Dynamodb-Specific Remediation in Django — concrete code fixes
Remediation focuses on preventing external entity resolution in XML parsing and ensuring that data used in DynamoDB operations is strictly validated and sanitized. Below are concrete, safe patterns for Django applications that interact with DynamoDB.
1. Disable external entities in XML parsing
Use a parser that does not resolve external entities. For example, with defusedxml:
from defusedxml.ElementTree import fromstring
def safe_parse_xml(xml_data: str):
# This parser does not resolve external entities
return fromstring(xml_data)
If you use lxml, configure it to disable DTD and entity resolution:
from lxml import etree
def safe_lxml_parse(xml_data: str):
parser = etree.XMLParser(resolve_entities=False, no_network=True, dtd_load=False)
return etree.fromstring(xml_data, parser=parser)
2. Validate and sanitize data before DynamoDB usage
Never directly use extracted XML values in DynamoDB expressions. Validate against an allowlist and use DynamoDB’s provided parameterization to avoid injection-like issues. For example, using boto3 with ExpressionAttributeValues:
import boto3
from botocore.exceptions import ClientError
def get_item_safe(table_name, key_value):
# Assume key_value has been validated and normalized
dynamodb = boto3.resource('dynamodb')
table = dynamodb.Table(table_name)
try:
response = table.get_item(
Key={
'id': key_value # validated string, not raw XML text
}
)
return response.get('Item')
except ClientError as e:
# Handle expected ConditionalCheckFailedException and others
raise e
3. Use strict schema validation for incoming XML
Define an XSD or use a strict serializer (e.g., Django forms or Pydantic) to ensure only expected fields are accepted.
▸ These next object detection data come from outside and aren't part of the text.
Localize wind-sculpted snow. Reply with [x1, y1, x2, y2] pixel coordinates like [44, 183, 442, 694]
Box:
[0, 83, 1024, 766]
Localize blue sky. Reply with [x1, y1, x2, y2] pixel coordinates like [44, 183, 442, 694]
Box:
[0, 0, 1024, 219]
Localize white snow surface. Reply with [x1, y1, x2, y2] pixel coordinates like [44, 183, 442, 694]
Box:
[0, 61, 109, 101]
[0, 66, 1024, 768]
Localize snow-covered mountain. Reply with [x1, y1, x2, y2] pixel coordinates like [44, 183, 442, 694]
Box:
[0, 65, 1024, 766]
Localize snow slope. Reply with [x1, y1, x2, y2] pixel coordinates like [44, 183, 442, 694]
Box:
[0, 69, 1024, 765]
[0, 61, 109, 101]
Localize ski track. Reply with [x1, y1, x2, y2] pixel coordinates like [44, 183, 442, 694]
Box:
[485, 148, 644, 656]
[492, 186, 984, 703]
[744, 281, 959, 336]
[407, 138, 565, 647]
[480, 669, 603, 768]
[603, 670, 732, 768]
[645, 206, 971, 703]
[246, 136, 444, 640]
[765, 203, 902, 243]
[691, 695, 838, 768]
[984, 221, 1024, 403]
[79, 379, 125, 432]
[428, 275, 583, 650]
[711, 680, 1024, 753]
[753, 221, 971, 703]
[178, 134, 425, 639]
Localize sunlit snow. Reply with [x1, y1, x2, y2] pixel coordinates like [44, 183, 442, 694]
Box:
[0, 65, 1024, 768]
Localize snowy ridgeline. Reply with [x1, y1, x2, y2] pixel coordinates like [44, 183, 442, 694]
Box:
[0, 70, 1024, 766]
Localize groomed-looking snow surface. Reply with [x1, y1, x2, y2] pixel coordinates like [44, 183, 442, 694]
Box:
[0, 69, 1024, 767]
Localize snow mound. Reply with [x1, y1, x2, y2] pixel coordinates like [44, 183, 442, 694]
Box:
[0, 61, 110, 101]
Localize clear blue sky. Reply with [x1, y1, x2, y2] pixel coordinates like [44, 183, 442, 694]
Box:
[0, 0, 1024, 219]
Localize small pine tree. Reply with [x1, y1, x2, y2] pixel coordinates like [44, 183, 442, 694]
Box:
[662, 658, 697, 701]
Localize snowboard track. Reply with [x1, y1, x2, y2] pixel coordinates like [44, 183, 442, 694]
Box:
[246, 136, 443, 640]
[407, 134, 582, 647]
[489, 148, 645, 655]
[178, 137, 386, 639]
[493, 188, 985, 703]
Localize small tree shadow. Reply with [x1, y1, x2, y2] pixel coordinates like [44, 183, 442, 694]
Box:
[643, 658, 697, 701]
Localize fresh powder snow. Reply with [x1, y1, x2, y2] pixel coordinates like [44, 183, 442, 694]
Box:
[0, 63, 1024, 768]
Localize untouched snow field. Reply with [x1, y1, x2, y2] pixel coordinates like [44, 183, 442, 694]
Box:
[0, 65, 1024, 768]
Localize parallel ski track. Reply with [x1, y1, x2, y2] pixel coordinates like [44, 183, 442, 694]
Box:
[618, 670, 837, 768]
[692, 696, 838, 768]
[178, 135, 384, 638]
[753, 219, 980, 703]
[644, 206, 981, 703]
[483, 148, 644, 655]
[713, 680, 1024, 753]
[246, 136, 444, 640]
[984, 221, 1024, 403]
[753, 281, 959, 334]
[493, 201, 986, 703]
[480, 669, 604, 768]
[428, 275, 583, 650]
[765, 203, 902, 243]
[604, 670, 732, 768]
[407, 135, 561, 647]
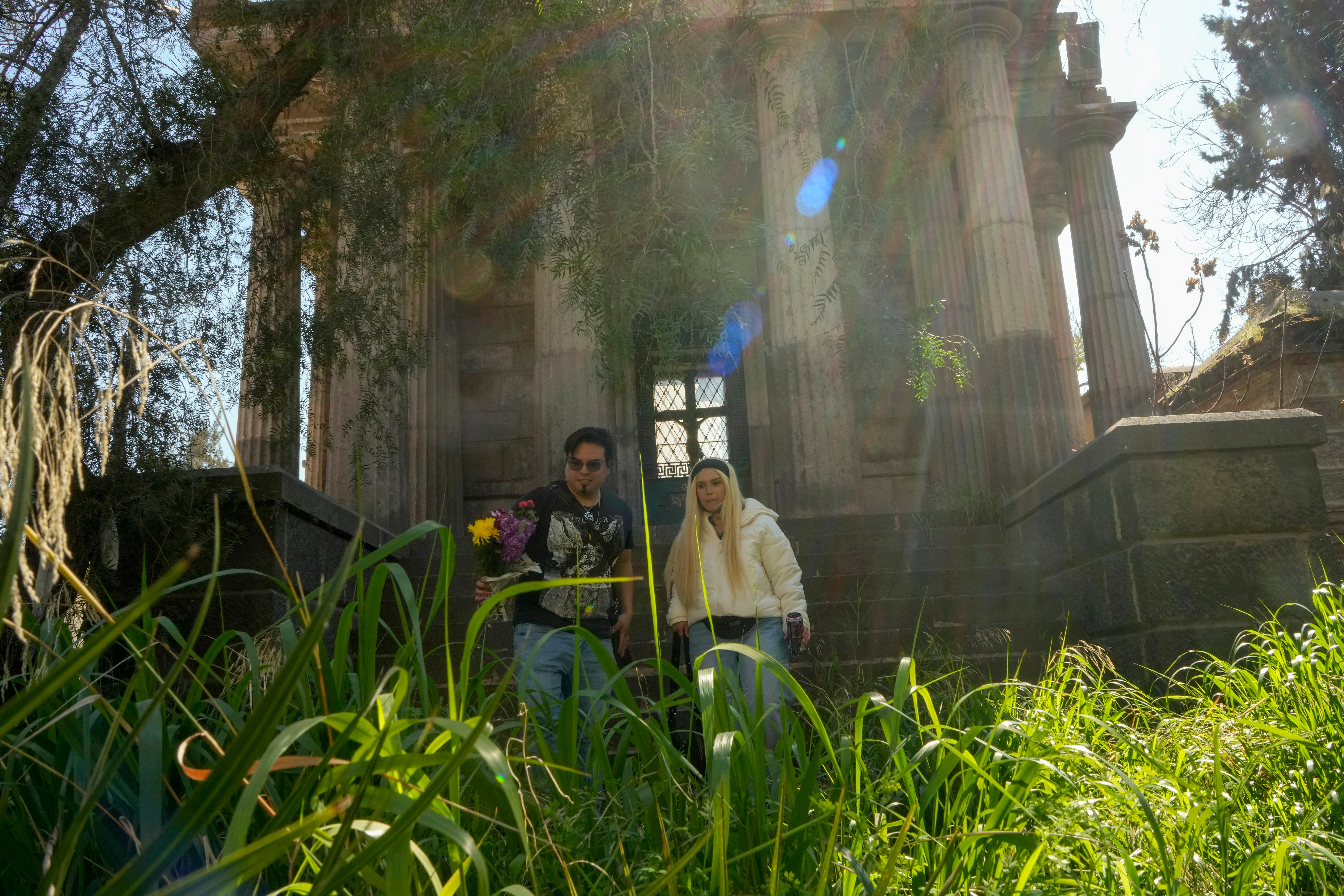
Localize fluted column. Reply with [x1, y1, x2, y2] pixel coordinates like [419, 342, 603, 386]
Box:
[304, 275, 332, 493]
[406, 203, 465, 537]
[757, 16, 863, 516]
[532, 208, 618, 483]
[1028, 153, 1087, 449]
[236, 189, 302, 476]
[945, 7, 1069, 490]
[911, 128, 986, 492]
[1056, 110, 1154, 435]
[323, 222, 410, 532]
Example with a simple form:
from django import forms
class ItemFilterForm(forms.Form):
item_id = forms.CharField(max_length=64, regex=r'^[a-zA-Z0-9_-]+$')
def clean(self):
cleaned_data = super().clean()
item_id = cleaned_data.get('item_id')
if not item_id.startswith('ITEM-'):
raise forms.ValidationError('Invalid item_id format')
return cleaned_data
In your view, reject XML that cannot be mapped to this schema, and do not attempt to extract or use disallowed fields in DynamoDB queries.
4. Enforce least privilege for DynamoDB access
Ensure the IAM role or user associated with your Django application has only the permissions needed for the intended DynamoDB operations. Avoid broad dynamodb:* permissions. For example, a policy allowing read-only access to a specific table:
{
"Version": "2012-10-17",
"Statement": [
{
"Effect": "Allow",
"Action": [
"dynamodb:GetItem",
"dynamodb:Query"
],
"Resource": "arn:aws:dynamodb:region:account-id:table/YourTableName"
}
]
}
5. Logging and monitoring
Log rejected inputs and failed validation events without logging raw XML or sensitive extracted content. Monitor for repeated malformed XML submissions that may indicate probing or attacks.
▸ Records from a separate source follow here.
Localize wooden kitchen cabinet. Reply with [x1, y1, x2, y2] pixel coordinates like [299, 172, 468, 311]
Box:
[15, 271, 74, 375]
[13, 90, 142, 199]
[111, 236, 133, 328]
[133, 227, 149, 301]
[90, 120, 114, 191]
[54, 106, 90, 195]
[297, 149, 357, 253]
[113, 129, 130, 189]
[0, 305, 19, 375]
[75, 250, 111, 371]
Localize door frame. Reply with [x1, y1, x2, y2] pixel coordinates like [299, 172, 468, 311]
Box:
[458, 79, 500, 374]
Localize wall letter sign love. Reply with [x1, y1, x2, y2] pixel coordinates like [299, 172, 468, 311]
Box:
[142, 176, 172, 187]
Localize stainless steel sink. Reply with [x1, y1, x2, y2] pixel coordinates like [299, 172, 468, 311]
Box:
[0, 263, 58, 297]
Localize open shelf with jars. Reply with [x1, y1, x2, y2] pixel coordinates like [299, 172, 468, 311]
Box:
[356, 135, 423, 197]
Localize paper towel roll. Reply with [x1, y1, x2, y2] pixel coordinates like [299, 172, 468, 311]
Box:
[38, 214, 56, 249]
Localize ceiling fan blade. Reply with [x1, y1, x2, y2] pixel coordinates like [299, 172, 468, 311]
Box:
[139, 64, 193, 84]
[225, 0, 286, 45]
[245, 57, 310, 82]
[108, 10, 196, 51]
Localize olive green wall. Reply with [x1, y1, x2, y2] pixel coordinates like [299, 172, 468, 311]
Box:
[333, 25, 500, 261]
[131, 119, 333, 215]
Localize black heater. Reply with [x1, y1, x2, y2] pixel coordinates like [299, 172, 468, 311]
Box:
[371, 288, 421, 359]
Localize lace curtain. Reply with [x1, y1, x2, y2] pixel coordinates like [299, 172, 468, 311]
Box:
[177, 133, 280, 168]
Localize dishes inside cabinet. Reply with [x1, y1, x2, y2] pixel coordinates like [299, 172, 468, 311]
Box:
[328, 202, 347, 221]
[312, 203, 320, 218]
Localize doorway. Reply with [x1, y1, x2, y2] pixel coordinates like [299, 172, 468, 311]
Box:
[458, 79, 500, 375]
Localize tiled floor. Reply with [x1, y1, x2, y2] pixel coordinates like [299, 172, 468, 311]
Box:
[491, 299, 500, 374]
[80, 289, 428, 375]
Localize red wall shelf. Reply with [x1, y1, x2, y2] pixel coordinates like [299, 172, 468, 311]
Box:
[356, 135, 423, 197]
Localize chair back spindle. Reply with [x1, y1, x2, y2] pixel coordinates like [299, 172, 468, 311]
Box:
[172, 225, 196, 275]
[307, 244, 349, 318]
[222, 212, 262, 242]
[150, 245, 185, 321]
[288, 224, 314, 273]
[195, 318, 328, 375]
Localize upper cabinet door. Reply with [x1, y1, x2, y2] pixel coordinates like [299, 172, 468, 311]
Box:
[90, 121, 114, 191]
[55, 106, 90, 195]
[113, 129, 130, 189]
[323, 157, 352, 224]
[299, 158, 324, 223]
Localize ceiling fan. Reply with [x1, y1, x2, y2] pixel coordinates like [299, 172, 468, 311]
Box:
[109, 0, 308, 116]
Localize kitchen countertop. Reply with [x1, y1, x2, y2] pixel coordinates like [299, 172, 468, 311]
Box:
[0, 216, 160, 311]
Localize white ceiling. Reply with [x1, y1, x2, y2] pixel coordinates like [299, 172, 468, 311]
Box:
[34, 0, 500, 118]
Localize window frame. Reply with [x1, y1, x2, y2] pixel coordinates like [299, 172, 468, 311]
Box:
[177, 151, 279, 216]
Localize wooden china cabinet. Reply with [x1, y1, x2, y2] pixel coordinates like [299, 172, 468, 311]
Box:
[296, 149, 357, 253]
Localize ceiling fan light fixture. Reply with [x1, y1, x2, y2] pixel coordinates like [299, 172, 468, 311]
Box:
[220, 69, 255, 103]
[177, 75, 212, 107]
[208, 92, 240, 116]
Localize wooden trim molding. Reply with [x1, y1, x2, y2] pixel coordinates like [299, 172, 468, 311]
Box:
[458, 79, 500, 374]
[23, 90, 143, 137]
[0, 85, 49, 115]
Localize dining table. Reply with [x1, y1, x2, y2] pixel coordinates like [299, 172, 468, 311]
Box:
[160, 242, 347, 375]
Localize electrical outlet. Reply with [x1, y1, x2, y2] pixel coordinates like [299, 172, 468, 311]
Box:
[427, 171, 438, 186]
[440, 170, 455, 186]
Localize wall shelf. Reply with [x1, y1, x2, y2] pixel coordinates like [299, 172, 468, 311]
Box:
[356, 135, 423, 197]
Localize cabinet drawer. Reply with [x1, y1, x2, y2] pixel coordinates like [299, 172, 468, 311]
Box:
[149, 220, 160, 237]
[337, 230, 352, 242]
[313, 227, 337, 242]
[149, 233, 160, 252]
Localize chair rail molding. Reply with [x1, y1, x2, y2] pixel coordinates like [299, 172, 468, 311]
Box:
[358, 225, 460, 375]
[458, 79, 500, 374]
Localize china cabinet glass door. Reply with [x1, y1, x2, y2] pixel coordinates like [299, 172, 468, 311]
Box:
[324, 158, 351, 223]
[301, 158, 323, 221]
Example safe flow in a Django view
from django.http import JsonResponse
from defusedxml.ElementTree import fromstring
from .forms import ItemFilterForm
from .dynamodb import get_item_safe
def item_detail(request):
xml_data = request.body.decode('utf-8')
try:
root = fromstring(xml_data) # safe parse
item_id = root.findtext('item_id')
form = ItemFilterForm({'item_id': item_id})
if not form.is_valid():
return JsonResponse({'error': 'Invalid input'}, status=400)
item = get_item_safe('YourTableName', form.cleaned_data['item_id'])
return JsonResponse(item or {})
except Exception:
return JsonResponse({'error': 'Processing failed'}, status=400)
This approach ensures XML parsing does not resolve external entities, input is validated before use, and DynamoDB calls use safe, parameterized patterns.